1. Add 100 uL of Standard, Blank, or Sample per well. Cover with the adhesive strip. Incubate for 2 hours at 37 °C.
2. Remove the liquid of each well, don’t wash.
3. Add 100 uL of Detection Reagent A working solution to each well. Incubate for 1 hour at 37°C. Detection Reagent A working solution may appear cloudy. Warm to room temperature and mix gently until solution appears uniform.

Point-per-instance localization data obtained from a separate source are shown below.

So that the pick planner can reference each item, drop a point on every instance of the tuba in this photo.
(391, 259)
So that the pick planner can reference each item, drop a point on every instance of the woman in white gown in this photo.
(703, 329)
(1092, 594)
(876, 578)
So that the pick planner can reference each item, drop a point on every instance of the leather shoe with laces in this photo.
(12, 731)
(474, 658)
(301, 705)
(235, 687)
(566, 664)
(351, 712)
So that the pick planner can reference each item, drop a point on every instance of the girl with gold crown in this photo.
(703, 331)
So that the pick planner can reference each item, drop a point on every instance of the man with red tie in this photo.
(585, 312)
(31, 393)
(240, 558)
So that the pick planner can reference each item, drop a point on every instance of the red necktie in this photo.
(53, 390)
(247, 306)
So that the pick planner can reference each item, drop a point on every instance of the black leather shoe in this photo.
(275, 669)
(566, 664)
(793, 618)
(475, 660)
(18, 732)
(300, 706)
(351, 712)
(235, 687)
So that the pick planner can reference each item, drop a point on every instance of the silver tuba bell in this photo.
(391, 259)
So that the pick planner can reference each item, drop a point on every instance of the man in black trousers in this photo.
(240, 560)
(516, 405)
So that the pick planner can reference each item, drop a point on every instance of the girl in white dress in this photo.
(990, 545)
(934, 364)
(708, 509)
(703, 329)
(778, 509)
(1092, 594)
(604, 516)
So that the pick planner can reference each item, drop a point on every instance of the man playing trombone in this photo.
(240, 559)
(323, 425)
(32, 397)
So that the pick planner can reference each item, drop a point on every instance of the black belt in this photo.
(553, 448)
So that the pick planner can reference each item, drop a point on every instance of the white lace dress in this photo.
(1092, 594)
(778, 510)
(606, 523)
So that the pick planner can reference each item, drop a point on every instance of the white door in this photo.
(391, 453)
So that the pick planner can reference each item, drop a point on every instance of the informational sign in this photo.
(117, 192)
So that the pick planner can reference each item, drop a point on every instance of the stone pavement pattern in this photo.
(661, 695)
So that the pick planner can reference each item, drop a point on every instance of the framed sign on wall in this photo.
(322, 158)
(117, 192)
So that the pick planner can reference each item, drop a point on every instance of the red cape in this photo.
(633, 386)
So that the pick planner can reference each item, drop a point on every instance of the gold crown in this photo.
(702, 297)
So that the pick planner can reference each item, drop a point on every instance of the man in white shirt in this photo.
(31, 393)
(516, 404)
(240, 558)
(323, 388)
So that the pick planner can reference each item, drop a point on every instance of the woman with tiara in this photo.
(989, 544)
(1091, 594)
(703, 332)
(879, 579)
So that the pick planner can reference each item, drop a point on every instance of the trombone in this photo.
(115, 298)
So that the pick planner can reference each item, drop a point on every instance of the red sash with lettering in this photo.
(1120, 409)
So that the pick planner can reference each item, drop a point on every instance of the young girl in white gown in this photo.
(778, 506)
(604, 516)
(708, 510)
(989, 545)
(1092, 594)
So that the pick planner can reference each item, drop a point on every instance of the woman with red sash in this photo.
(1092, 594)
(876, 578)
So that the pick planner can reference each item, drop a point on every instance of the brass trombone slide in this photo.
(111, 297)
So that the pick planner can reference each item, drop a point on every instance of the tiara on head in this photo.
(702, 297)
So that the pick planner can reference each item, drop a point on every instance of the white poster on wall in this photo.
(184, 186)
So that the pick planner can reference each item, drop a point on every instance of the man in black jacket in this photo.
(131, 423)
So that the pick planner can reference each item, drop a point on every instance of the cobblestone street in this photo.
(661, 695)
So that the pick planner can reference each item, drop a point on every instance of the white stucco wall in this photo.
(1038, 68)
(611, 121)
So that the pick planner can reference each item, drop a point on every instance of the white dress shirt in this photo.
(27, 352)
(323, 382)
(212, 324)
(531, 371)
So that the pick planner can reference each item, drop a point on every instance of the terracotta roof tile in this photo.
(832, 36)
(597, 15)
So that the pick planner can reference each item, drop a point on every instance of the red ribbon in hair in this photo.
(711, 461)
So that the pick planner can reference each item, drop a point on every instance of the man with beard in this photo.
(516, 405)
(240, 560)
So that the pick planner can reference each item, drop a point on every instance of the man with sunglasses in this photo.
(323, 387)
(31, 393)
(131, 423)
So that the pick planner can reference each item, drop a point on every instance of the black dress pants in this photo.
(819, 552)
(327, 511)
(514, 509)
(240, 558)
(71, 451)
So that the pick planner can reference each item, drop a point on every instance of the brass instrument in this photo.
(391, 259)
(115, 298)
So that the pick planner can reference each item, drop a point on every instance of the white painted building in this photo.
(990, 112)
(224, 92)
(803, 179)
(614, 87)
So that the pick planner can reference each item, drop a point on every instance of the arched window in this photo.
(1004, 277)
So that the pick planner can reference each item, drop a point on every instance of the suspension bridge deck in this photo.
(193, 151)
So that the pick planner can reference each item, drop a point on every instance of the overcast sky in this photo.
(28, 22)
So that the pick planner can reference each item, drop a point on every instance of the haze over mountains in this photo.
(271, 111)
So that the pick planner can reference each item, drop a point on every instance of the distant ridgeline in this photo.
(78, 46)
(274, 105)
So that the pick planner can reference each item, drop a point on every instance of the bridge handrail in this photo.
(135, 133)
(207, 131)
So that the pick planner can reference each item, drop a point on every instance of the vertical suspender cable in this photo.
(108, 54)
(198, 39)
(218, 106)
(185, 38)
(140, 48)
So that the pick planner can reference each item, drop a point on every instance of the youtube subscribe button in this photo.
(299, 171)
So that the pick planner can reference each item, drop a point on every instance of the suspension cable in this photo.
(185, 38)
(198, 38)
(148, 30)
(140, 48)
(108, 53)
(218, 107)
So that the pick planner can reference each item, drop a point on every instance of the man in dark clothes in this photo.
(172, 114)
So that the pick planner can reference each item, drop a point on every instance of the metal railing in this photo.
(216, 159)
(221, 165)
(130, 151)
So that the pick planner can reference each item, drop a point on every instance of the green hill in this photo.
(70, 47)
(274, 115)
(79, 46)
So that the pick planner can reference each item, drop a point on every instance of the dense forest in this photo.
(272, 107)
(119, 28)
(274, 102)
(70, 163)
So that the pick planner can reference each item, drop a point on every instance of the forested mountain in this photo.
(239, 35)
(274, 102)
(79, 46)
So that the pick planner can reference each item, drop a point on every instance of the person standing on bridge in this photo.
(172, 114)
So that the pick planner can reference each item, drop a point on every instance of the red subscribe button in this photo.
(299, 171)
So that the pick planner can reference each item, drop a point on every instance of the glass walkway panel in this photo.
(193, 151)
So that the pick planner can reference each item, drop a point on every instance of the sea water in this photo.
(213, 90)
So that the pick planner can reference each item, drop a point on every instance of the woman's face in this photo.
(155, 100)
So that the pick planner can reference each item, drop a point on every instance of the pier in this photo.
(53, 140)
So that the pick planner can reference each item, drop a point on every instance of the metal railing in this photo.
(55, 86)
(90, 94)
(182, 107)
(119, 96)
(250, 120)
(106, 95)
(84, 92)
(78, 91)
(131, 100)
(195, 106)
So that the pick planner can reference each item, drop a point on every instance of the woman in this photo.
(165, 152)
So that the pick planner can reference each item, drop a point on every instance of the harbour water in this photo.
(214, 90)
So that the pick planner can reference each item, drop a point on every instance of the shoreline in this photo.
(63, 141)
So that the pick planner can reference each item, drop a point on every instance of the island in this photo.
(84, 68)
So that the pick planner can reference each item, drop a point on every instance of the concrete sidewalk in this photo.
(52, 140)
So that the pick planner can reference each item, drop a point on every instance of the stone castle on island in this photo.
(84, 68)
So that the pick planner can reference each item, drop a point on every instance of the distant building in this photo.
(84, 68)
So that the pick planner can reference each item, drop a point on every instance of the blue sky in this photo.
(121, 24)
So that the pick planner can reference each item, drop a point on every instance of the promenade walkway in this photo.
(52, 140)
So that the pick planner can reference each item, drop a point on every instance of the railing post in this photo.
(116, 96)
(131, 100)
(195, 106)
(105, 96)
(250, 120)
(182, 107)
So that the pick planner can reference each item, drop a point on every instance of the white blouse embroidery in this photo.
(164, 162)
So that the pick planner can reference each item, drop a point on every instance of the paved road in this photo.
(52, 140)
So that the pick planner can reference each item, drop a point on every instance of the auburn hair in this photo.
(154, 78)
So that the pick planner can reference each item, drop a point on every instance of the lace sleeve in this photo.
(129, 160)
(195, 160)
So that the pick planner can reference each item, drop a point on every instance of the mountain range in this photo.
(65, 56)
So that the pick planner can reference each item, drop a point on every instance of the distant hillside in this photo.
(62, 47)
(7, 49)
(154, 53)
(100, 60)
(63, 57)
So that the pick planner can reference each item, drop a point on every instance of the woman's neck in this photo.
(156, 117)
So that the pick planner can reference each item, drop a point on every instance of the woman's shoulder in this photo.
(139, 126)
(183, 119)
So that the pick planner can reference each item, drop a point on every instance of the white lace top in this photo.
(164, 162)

4. Aspirate each well and wash, repeating the process three times for a total of three washes. Wash by filling each well with Wash Buffer (350 uL) using a squirt bottle, multi-channel pipette, manifold dispenser or autowasher. Complete removal of liquid at each step is essential to good performance. After the last wash, remove any remaining Wash Buffer by aspirating or decanting. Invert the plate and blot it against clean paper towels.
5. Add 100 uL of Detection Reagent B working solution to each well. Cover with a new adhesive strip.Incubate for 1 hours at 37 °C.
6. Repeat the aspiration/wash as in step
4. 7. Add 90 uL of Substrate Solution to each well. Incubate within 30 minutes at 37°C. Protect from light.
8. Add 50 uL of Stop Solution to each well. If color change does not appear uniform, gently tap the plate to ensure thorough mixing.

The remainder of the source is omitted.